For instance, federal regulators at the Office of Thrift Supervision warned in March that "corporate oversight of AIG Financial Products ... lack critical elements of independence." At the same time, PricewaterhouseCoopers confidentially warned the company that the "root cause" of its mounting problems was denying internal overseers in charge of limiting AIG's exposure access to what was going on in its highly leveraged financial products branch.
Waxman also released testimony from former AIG auditor Joseph St. Denis, who resigned after being blocked from giving his input on how the firm estimated its liabilities.
Three former AIG executives were summoned to appear before the hearing. One of them, Maurice "Hank" Greenberg — who ran AIG for 38 years until 2005 — canceled his appearance citing illness but submitted prepared testimony. In it, he blamed the company's financial woes on his successors, former CEOs Martin Sullivan and Willumstad.
"When I left AIG, the company operated in 130 countries and employed approximately 92,000 people," Greenberg said. "Today, the company we built up over almost four decades has been virtually destroyed."

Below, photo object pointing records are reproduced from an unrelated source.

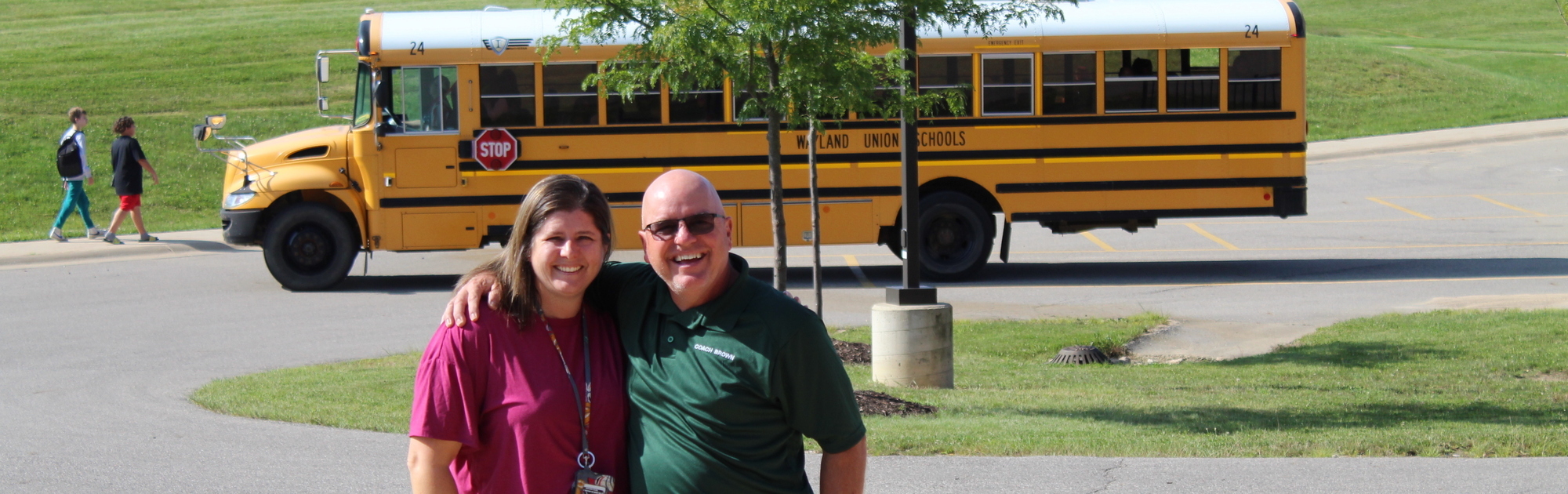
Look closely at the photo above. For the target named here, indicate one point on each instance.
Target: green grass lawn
(172, 62)
(1432, 385)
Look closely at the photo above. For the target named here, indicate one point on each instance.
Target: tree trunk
(777, 202)
(816, 217)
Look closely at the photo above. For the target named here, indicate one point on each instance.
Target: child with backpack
(71, 161)
(129, 162)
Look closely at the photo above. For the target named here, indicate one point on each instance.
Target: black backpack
(68, 161)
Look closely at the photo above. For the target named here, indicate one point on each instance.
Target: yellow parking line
(1323, 249)
(1102, 244)
(1396, 206)
(1196, 228)
(1509, 206)
(855, 267)
(1396, 220)
(1288, 283)
(1465, 195)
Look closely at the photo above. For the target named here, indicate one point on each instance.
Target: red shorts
(129, 203)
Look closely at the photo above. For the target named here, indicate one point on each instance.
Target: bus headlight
(241, 197)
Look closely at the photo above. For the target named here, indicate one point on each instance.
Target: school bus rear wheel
(310, 247)
(957, 236)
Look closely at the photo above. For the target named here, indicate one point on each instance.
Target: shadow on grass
(397, 285)
(1359, 355)
(1230, 420)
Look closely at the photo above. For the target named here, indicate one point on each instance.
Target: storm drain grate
(1080, 355)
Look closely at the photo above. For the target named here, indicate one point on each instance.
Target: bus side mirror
(383, 96)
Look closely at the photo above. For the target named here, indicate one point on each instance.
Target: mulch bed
(854, 354)
(876, 404)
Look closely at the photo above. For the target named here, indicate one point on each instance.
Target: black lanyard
(584, 405)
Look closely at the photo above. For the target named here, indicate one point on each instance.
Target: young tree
(794, 62)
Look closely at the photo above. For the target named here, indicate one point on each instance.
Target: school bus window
(507, 96)
(642, 107)
(1131, 82)
(424, 100)
(1255, 79)
(741, 107)
(879, 96)
(948, 73)
(363, 92)
(565, 100)
(1069, 84)
(699, 106)
(1192, 81)
(1007, 84)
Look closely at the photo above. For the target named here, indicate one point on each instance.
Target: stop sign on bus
(496, 150)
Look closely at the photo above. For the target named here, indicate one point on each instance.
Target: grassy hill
(1374, 68)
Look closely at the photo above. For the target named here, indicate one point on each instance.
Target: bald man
(725, 374)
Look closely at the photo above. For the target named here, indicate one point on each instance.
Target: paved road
(98, 354)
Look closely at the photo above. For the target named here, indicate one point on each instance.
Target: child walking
(129, 162)
(76, 195)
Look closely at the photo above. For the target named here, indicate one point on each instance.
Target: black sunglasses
(697, 225)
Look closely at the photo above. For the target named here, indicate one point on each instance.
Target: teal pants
(76, 200)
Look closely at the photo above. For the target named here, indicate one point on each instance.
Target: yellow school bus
(1120, 115)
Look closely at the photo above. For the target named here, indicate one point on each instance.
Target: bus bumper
(1290, 202)
(239, 227)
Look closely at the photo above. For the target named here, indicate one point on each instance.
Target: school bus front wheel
(310, 247)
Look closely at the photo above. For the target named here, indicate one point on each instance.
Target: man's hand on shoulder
(465, 305)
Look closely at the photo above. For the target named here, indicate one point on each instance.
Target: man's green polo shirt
(724, 393)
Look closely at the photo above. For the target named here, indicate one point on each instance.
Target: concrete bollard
(913, 346)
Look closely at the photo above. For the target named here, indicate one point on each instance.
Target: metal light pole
(912, 333)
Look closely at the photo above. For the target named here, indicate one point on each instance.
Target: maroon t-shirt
(504, 394)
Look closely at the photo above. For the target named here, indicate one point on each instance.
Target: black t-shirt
(128, 170)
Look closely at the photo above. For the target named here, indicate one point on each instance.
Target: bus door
(419, 156)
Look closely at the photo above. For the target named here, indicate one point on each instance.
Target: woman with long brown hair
(532, 399)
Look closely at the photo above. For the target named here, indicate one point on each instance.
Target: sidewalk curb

Sullivan and Willumstad, in turn, cast much of the blame on accounting rules that forced AIG to take tens of billions of dollars in losses stemming from exposure to toxic mortgage-related securities.
Lawmakers also upbraided Sullivan, who ran the firm from 2005 until June of this year, for urging AIG's board of directors to waive pay guidelines to win a $5 million bonus for 2007 — even as the company lost $5 billion in the 4th quarter of that year. Sullivan countered that he was mainly concerned with helping other senior executives.